From: Eric Biggers <ebiggers@kernel.org>
To: linux-crypto@vger.kernel.org
Cc: Paul Crowley <paulcrowley@google.com>,
Ard Biesheuvel <ard.biesheuvel@linaro.org>,
"Jason A . Donenfeld" <Jason@zx2c4.com>,
linux-arm-kernel@lists.infradead.org,
linux-kernel@vger.kernel.org
Subject: [PATCH v2 0/4] crypto: ARM64 NEON optimized XChaCha and NHPoly1305 (for Adiantum)
Date: Mon, 3 Dec 2018 19:52:48 -0800 [thread overview]
Message-ID: <20181204035252.14853-1-ebiggers@kernel.org> (raw)
Hello,
This series optimizes the Adiantum encryption mode for ARM64 by adding
an ARM64 NEON accelerated implementation of NHPoly1305, specifically the
NH part; and by modifying the existing ARM64 NEON implementation of
ChaCha20 to support XChaCha20 and XChaCha12.

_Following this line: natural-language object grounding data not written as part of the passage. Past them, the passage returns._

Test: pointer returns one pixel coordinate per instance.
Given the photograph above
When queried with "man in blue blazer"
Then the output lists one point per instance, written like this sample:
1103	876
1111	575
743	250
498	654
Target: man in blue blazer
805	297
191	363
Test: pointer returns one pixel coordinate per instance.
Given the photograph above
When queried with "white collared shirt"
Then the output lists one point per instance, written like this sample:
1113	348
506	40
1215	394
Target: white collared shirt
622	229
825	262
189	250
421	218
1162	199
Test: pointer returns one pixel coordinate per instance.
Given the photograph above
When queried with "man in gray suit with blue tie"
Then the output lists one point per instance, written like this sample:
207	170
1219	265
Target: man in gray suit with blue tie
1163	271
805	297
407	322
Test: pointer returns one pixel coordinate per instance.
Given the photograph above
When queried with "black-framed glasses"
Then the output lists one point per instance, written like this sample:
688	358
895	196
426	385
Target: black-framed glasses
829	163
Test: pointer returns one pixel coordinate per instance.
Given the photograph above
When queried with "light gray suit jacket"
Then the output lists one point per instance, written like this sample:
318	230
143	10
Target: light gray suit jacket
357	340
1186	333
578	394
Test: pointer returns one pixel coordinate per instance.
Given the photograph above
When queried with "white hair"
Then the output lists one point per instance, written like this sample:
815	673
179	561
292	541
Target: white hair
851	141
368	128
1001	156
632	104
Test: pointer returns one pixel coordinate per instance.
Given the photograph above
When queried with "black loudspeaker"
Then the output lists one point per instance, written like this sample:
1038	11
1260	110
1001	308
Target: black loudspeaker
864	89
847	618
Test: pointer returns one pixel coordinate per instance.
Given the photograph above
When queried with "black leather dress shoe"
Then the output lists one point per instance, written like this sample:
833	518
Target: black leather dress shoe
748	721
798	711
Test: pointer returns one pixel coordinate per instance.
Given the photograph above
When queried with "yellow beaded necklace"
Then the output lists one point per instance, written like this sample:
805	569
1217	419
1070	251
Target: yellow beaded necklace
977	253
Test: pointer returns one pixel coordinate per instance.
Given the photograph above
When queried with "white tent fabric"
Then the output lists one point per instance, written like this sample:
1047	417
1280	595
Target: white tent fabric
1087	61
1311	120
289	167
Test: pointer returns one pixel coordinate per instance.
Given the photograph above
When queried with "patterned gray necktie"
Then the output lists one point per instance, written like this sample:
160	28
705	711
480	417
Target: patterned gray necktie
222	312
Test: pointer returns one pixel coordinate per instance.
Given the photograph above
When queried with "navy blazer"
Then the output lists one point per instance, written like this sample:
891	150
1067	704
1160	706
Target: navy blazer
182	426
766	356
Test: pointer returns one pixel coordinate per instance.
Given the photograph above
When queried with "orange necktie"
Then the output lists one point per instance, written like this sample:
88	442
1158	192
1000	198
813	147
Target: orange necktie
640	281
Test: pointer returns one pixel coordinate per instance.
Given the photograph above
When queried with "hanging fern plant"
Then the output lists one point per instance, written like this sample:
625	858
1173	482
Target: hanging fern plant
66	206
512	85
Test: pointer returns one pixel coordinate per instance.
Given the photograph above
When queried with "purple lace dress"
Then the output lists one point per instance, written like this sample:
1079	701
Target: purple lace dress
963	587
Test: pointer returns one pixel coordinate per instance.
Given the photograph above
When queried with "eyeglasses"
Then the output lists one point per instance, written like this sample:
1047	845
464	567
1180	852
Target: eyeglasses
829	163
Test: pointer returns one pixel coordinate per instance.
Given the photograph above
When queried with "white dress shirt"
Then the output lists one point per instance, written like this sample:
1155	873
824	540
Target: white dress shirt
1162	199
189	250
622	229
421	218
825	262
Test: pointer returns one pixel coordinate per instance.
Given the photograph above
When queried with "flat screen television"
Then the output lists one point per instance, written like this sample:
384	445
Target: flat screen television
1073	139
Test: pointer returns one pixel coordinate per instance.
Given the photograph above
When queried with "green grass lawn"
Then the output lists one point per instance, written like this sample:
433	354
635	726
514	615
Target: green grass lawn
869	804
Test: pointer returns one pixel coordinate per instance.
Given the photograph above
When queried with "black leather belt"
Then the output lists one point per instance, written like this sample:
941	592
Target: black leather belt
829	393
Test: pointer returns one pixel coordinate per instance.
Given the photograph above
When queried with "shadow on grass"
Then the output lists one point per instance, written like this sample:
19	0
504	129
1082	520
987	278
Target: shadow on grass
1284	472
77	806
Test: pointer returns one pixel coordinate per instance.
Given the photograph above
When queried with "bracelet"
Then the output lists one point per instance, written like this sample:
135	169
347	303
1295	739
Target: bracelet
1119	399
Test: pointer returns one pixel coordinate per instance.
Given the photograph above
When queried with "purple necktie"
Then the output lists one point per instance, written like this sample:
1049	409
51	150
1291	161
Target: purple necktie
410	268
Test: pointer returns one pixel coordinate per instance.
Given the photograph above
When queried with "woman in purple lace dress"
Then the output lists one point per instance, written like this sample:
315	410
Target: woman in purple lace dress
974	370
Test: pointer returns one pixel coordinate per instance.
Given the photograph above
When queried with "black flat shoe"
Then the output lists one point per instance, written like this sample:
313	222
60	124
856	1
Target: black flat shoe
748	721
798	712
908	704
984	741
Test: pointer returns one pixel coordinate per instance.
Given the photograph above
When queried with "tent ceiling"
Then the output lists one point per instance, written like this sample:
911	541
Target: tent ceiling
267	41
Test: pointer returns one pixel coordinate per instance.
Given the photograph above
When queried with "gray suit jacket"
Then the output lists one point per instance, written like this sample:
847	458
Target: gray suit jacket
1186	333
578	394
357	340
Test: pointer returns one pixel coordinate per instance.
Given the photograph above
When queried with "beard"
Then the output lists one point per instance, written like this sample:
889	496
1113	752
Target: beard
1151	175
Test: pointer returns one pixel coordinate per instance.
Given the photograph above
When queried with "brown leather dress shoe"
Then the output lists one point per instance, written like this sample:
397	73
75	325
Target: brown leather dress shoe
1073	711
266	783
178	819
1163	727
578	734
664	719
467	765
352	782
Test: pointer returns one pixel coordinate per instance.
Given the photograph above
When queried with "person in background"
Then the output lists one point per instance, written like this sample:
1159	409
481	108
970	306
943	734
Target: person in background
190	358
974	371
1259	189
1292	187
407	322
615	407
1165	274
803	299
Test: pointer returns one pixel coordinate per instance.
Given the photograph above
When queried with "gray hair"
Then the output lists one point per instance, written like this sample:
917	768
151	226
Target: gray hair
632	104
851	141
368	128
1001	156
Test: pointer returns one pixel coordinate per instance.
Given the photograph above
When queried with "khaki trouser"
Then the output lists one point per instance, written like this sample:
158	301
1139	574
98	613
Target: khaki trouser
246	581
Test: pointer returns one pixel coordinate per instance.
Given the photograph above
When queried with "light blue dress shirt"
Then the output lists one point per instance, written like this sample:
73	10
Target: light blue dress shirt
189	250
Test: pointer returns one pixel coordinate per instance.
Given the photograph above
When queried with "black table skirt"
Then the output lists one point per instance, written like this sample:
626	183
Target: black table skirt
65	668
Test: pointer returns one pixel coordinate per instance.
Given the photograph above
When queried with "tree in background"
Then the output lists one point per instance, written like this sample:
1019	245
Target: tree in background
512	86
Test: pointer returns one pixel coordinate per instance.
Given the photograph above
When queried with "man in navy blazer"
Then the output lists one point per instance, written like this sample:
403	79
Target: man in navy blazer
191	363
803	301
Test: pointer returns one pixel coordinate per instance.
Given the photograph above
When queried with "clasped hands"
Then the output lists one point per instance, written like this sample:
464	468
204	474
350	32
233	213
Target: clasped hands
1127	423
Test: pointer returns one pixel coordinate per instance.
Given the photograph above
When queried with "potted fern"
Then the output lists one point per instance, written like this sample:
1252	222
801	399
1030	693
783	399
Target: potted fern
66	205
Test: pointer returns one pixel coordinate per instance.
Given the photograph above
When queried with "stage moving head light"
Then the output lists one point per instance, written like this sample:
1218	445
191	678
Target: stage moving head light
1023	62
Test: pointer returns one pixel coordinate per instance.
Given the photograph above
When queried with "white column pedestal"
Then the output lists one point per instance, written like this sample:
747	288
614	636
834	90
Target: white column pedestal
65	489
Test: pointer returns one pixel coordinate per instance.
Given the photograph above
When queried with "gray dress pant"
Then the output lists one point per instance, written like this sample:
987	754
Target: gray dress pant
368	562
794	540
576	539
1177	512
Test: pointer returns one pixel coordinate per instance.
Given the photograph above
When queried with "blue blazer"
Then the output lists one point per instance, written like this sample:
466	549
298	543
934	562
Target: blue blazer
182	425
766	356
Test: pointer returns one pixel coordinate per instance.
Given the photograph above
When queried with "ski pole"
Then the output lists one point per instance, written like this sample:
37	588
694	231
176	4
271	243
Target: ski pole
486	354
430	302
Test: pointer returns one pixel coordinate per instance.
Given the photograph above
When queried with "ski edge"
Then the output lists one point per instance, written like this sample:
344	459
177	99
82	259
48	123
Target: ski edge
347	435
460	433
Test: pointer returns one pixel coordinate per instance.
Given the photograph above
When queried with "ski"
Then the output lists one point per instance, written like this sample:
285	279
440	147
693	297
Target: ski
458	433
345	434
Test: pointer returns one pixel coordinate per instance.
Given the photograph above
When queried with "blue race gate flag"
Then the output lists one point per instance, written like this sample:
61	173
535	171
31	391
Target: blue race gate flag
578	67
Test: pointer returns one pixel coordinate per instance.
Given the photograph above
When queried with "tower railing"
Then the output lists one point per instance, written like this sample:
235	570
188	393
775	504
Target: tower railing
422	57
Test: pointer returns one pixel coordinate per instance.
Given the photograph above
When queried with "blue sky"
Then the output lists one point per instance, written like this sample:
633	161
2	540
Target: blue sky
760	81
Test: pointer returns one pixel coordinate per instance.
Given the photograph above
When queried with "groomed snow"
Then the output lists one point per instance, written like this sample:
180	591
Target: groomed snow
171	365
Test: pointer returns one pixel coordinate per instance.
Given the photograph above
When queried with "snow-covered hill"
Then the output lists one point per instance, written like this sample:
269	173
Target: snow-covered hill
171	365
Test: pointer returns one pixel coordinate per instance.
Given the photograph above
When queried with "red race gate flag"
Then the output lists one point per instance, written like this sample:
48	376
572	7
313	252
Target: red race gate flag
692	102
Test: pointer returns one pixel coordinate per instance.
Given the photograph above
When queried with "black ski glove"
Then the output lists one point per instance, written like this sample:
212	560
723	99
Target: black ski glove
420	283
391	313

This greatly improves Adiantum performance on ARM64. For example,
encrypting 4096-byte messages (single-threaded) on a Raspberry Pi 3
Model B v1.2, which has a Cortex-A53 processor:
Before After
--------- ---------
adiantum(xchacha12,aes) 44.1 MB/s 82.7 MB/s
adiantum(xchacha20,aes) 35.5 MB/s 65.7 MB/s
Decryption is almost exactly the same speed as encryption.
The biggest benefit comes from accelerating XChaCha. Accelerating NH
gives a somewhat smaller, but still significant benefit.
Performance on 512-byte inputs is also improved, though that is much
slower in the first place. When Adiantium is used with dm-crypt (or
cryptsetup), we recommend using a 4096-byte sector size.
For comparison, on the same hardware AES-256-XTS encryption is only
24.5 MB/s and decryption 21.6 MB/s, both using the NEON-bitsliced
implementation ("xts-aes-neonbs"). That is the fastest AES-256-XTS
implementation on this processor, since it doesn't have the ARMv8
Cryptography Extensions. This is despite Adiantum also being a super-
pseudorandom permutation (SPRP) over the entire sector, unlike XTS.
Note that XChaCha20 and XChaCha12 can be used for other purposes too.
Changed since v1:
- Create full stack frame in hchacha_block_neon() and
chacha_block_xor_neon().
- Use x30 instead of lr.
- Fix whitespace in nh-neon-core.S.
Eric Biggers (4):
crypto: arm64/nhpoly1305 - add NEON-accelerated NHPoly1305
crypto: arm64/chacha20 - add XChaCha20 support
crypto: arm64/chacha20 - refactor to allow varying number of rounds
crypto: arm64/chacha - add XChaCha12 support
arch/arm64/crypto/Kconfig | 7 +-
arch/arm64/crypto/Makefile | 7 +-
...hacha20-neon-core.S => chacha-neon-core.S} | 92 +++++---
arch/arm64/crypto/chacha-neon-glue.c | 207 ++++++++++++++++++
arch/arm64/crypto/chacha20-neon-glue.c | 133 -----------
arch/arm64/crypto/nh-neon-core.S | 103 +++++++++
arch/arm64/crypto/nhpoly1305-neon-glue.c | 77 +++++++
7 files changed, 461 insertions(+), 165 deletions(-)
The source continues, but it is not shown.